DETROIT (AP) _ A recommendation that U.S. Attorney General Edwin Meese III turn down a partial merger of two newspapers drew praise from unions, but Knight-Ridder Inc.’s chairman said the company could be forced to close or sell its Detroit Free Press.

Knight-Ridder Chairman Alvah Chapman Jr. said he hopes Meese will ignore the recommendation issued Wednesday in Washington by U.S. Justice Department Administrative Law Judge Morton Needelman.

Needelman, who held public hearings in Detroit in August, concluded that the Free Press and The Detroit News did not qualify for permission they requested in May 1986 to merge circulation, advertising and other business operations at the newspapers. The papers wanted to maintain separate news and editorial departments.

Employee unions at the two newspapers Wednesday hailed the recommendation, saying fully independent papers would mean more jobs.

Don Kummer, administrative officer for the Newspaper Guild of Detroit, said his group estimates a merger would cost the jobs of about one-third of the approximately 2,500 News employees and 2,100 Free Press employees.

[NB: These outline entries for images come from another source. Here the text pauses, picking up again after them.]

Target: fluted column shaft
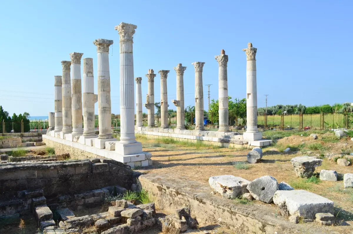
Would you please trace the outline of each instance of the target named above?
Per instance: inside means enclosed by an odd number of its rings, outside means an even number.
[[[72,115],[71,109],[71,80],[70,66],[71,62],[61,61],[62,64],[62,130],[64,134],[72,132]]]
[[[83,54],[75,52],[70,54],[72,86],[72,133],[74,134],[82,134],[83,132],[81,83],[81,58]]]
[[[55,126],[55,112],[49,112],[48,113],[48,131],[54,130]]]
[[[218,62],[219,124],[220,131],[228,131],[228,81],[227,71],[228,55],[222,50],[221,54],[215,56]]]
[[[185,129],[185,110],[184,108],[184,71],[186,67],[181,63],[174,68],[176,73],[176,100],[172,100],[176,106],[176,128]]]
[[[142,122],[142,93],[141,83],[142,78],[137,77],[136,81],[136,125],[140,127],[143,126]]]
[[[195,130],[204,130],[202,70],[205,63],[195,62],[192,64],[195,68]]]
[[[83,59],[83,136],[94,136],[94,82],[93,78],[93,59]]]
[[[246,132],[257,133],[257,91],[256,60],[257,49],[251,43],[243,49],[246,54]]]
[[[167,78],[169,70],[161,70],[161,127],[167,128],[168,125],[168,96],[167,90]]]
[[[54,103],[55,127],[54,130],[62,130],[62,81],[61,76],[54,76]]]

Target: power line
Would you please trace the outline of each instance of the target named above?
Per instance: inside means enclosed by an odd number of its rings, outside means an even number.
[[[208,86],[208,96],[207,98],[208,98],[208,112],[210,112],[210,86],[212,85],[212,84],[206,84],[206,85]],[[204,92],[205,93],[205,92]]]
[[[2,91],[4,92],[11,92],[12,93],[29,93],[31,94],[40,94],[40,95],[53,95],[53,94],[49,94],[48,93],[31,93],[30,92],[24,92],[20,91],[11,91],[10,90],[4,90],[3,89],[0,89],[0,91]]]

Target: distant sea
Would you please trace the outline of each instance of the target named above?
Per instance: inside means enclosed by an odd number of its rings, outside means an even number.
[[[30,116],[29,118],[30,120],[45,120],[48,119],[48,116]]]

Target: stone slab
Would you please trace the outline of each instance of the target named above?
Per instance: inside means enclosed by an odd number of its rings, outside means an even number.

″We hope that this will end an era in Detroit when papers are virtually given away and we will get back into true competition,″ Kummer said at a news conference.

Officials at Gannett Co. Inc., which owns the News, declined comment.

The papers said they lost a combined $142 million from 1981 through the first half of 1987 and that the Free Press was in danger of failing.

But Needelman said Free Press losses weren’t shown to be irreversible, citing among other things an August query to Knight-Ridder about possible sale of the paper ″to the publisher of the Chicago Sun-Times.″

His decision also followed review of briefs from the newspapers, the Justice Department’s antitrust division and challengers including six newspaper employee unions and Detroit Mayor Coleman Young.

All sides have 45 days to respond, but Meese has no deadline for a decision.

Under the Newspaper Preservation Act of 1970, the attorney general can approve a limited antitrust exemption if he finds one paper is in danger of failing and a joint operating agreement would ensure survival of independent editorial voices.

Chapman said in a statement a JOA still is ″the only way to preserve jobs and to provide for the continuation of two independent editorial voices serving the people of Detroit and the state of Michigan.

″We still fully expect a positive ruling on our application from the attorney general.″

Later, in a news conference at the Free Press, he refused to discuss possible denial of a JOA. ″Our plans go to approval,″ Chapman said.

Chapman recalled testifying before Needelman that he would recommend the paper be closed ″or sold if it could be sold. And that would be my recommendation.″

Chapman wouldn’t say whether the newspapers would appeal a denial to federal court, though he said, ″We will use every resource available to Knight-Ridder, and I am sure Gannett will do the same, to secure approval.″

In citing the August query about possible sale of the Free Press, Needelman didn’t identify Chicago Sun-Times Publisher Robert Page by name and said evidence didn’t indicate whether a serious offer was made. Two calls to Page weren’t returned.

Chapman wouldn’t discuss the offer.

The News has circulation of 678,720 daily and 839,319 on Sundays and the Free Press’ circulation is 639,720 daily and 724,342 on Sundays, according to the Audit Bureau of Circulation.